Q – I am a long-time reader and have benefited from your advice over the years. I was wondering if you have any thoughts on the relatively recent trend on the “plant-based meat substitute” industry? Any Canadian or U.S. based names that you would recommend? Or an ETF, if one exists? Thanks, and best regards. – Kamal G.
A – The timing of your question was certainly bang-on. On May 2, meat-substitute producer Beyond Meat Inc. (BYND-Q) launched its initial public offering on Nasdaq at US$25 a share. At one point around 2 p.m., the shares had almost tripled in value at US$72.85. They finally finished the first day of trading at US$65.75, a gain of 163 per cent on the day, with more than 22 million shares changing hands - this for a firm that lost almost $30-million last year, and which has warned it may never make a profit!
The stock rose as high as US$85.45 before reality set in and the shares pulled back to the mid-$60s.

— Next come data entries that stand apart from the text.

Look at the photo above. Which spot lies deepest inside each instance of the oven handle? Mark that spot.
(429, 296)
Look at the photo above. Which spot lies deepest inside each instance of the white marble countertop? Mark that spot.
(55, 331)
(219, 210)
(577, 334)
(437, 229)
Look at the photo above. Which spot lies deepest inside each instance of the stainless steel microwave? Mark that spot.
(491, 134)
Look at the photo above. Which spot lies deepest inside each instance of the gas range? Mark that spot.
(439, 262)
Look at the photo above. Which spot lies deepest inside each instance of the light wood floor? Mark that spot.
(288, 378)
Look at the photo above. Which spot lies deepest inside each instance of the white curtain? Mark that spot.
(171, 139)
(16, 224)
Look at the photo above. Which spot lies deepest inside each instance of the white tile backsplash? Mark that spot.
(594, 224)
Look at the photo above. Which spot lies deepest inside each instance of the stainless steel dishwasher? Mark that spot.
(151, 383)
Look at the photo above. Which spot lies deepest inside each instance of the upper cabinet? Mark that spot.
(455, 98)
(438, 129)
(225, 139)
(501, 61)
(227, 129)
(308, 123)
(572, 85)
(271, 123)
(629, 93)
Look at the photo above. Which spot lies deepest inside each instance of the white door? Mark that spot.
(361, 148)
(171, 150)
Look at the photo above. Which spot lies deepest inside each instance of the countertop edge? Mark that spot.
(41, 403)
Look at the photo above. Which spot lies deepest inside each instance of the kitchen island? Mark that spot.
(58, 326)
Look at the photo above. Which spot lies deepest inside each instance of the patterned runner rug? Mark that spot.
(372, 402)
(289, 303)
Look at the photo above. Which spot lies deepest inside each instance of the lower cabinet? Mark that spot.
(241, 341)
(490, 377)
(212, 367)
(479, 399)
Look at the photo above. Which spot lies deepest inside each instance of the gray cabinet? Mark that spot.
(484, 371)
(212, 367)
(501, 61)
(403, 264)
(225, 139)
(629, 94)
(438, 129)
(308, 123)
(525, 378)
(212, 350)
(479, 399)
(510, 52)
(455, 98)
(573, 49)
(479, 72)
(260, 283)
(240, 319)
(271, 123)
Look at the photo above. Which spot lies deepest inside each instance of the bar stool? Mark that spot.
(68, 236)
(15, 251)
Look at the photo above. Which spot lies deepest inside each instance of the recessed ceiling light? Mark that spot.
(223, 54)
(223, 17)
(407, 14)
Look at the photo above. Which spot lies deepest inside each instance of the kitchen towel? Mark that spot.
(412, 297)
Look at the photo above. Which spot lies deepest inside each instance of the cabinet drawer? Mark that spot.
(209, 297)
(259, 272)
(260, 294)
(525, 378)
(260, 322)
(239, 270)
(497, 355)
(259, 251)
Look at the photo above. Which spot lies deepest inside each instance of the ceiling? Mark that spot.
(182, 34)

What this tells us is that investors think meat-substitutes made with plant products like peas and soy are the next big food craze. The problem is that there are not many investment opportunities yet. The only other major company exclusively devoted to plant-based eats is California-based Impossible Foods, which is privately owned, at least to this point. There are no ETFs specializing in this field that I’m aware of. The Vegan Climate ETF is supposed to start trading in New York this year, but it hasn’t launched yet.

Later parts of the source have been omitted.